Without seeking to overstate its importance, we conclude that the CuriousNoses campaign has stimulated environmental awareness and behavioral change, and influenced the Flemish policy agenda, in part because of its remarkable transformation from the grassroots to the “middle up” (Berti Suman 2020, p. 425). Initially construed as a citizen movement and subsequently as a campaign to mitigate air pollution in the municipality of Antwerp, CuriousNoses now exemplifies environmental citizen science for the whole of Flanders. The campaign has generated several spin-offs, including citizen science projects on municipal traffic congestion (e.g., Straatvinken), citizen science projects in Flemish schools, and a Brussels remake of the 2018 campaign, as reported in De Standaard (Renson 2020). There is also tangential evidence that CuriousNoses influenced the Flemish government’s 2018 decision to erect Flanders’ first citizen science knowledge center, Scivil [Interview civil servant 05/06/2019]. More remarkably perhaps, as members of VMM have confided to the first author, various experts first saw citizen science as a potential threat to their work but have come to appreciate it as “an opportunity” to collect more data while “engaging with the public,” and as “an invitation [to us] to do better” [Interviews with civil servants 20/05/2019, 27/08/2019]. These testimonies suggest that CuriousNoses effectively expanded incumbent institutes’ scientific expertise.

Although not exhaustive, these examples are indicative of how citizen science crowdsourcing platforms can achieve societal impact by mobilizing relatively simple technologies and by leveraging the power of numbers to produce scientific data on a mass scale, which formal institutions must take seriously.

Convergences

As should be clear by now, both initiatives emerged from the grassroots in the face of a pressing environmental matter of concern. Taking this matter of concern as the primary entry point and key defining moment is central to understanding why and how these networks have developed as they have, and the type of citizen science with which they are concerned. The two cases described here seek to provide resources for citizens or communities to settle controversies that existing institutions (e.g., powerplant operators, government agencies, scientific institutions, oversight bodies) are unwilling or unable to manage on their own, typically because data are scarce or are not openly accessible (or both). Hence, citizen groups develop new ways to get this kind of information (Berti Suman 2020, p. 428).

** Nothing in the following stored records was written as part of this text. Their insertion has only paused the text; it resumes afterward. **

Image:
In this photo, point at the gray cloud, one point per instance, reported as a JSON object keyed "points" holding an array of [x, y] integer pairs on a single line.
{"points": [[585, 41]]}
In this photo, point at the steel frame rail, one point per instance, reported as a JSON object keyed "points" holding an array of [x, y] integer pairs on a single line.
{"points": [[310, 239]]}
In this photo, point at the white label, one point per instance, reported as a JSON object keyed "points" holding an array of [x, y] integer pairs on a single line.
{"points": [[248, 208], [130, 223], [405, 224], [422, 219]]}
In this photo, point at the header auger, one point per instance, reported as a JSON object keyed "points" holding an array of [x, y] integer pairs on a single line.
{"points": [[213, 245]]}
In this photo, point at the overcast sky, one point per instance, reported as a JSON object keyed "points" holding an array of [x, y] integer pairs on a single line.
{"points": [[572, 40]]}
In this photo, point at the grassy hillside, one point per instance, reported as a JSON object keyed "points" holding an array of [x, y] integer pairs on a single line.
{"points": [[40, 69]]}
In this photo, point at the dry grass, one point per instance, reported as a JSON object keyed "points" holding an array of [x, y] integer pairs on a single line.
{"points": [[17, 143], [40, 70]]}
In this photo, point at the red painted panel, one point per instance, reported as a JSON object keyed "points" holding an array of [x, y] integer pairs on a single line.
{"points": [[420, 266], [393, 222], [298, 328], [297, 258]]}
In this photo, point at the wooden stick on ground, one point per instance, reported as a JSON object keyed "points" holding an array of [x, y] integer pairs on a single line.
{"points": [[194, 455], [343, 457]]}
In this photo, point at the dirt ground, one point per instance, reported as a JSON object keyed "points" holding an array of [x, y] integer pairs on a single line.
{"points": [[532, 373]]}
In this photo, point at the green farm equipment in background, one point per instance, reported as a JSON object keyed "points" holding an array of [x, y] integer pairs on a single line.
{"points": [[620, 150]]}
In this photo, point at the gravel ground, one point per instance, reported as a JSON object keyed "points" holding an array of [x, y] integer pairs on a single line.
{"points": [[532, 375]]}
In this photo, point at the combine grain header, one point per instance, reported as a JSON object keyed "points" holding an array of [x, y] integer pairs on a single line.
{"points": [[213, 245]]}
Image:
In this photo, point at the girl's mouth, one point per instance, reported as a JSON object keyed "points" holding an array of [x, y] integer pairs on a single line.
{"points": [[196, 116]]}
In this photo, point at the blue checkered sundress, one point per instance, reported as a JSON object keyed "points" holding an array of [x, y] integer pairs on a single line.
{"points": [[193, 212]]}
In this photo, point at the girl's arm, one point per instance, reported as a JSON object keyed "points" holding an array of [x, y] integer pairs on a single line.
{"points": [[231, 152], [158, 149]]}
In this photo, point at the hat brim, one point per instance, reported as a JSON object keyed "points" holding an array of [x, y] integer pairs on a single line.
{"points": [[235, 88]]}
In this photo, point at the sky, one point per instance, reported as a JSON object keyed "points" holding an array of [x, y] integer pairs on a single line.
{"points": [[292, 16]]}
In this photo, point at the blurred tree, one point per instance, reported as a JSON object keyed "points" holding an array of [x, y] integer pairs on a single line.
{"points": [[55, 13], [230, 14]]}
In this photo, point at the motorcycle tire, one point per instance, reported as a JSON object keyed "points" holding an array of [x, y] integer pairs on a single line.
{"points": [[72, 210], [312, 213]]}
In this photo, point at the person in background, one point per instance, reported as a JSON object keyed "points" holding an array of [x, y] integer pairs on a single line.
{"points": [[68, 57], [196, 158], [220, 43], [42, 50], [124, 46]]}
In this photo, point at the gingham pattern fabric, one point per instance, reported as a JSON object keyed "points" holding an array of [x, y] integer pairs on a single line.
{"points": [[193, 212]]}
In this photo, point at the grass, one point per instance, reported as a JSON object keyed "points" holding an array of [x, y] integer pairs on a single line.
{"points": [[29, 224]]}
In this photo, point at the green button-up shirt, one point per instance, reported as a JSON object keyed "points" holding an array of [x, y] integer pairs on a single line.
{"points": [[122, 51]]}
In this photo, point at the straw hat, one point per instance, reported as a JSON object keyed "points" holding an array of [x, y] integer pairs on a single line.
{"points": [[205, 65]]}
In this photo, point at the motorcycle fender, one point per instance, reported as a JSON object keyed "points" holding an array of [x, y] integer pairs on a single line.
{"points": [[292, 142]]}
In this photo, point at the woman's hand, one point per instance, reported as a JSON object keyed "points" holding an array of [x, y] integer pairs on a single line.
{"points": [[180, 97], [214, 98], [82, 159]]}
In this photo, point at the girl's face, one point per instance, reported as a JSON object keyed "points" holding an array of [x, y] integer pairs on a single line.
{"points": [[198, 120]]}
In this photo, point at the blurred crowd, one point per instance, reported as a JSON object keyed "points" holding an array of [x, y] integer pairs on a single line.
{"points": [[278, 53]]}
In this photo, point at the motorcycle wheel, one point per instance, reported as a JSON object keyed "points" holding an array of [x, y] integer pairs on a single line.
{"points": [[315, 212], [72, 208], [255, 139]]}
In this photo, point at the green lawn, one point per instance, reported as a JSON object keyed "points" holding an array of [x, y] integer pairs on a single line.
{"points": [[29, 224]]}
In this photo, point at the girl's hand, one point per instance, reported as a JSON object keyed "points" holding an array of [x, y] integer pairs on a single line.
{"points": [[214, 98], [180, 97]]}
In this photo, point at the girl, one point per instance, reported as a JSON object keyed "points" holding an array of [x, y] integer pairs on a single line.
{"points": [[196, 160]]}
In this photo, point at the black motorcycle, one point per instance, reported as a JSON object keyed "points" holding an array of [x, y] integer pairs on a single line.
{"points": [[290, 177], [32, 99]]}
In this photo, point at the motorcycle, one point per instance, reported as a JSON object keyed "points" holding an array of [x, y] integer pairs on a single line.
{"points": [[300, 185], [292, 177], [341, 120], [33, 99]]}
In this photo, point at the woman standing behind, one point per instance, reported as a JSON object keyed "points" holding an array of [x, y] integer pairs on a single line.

This voluntarist, problem-oriented approach to citizen science contrasts with a top-down citizen science setup, in which scientists or other formally credentialed experts invite citizens to gather data for them, and which rarely challenges existing power relations or impels large-scale collective social action. The contrast is palpable in how Safecast and CuriousNoses mobilize technologies, citizens, data, and discourses, including their choice to adopt the citizen science label at all. To paraphrase a founding member of CuriousNoses, there was “no grand scheme to initiate a citizen science project on air pollution.” Rather, the term was decided on because it “appeared useful at the time” [CN 26/06/2019]. Safecast’s founding members have made similar assertions, arguing, “We chose the term ‘citizen science’ as a way of generating findings that will carry both scientific value and community value” [SC 28/01/2020]; and “(W)e started solving the problem before we realized that we were creating an organization” [SC 29/07/2015]. Thus, in both cases, members pragmatically considered which designations were readily available to them to structure a collective response to an urgent problem.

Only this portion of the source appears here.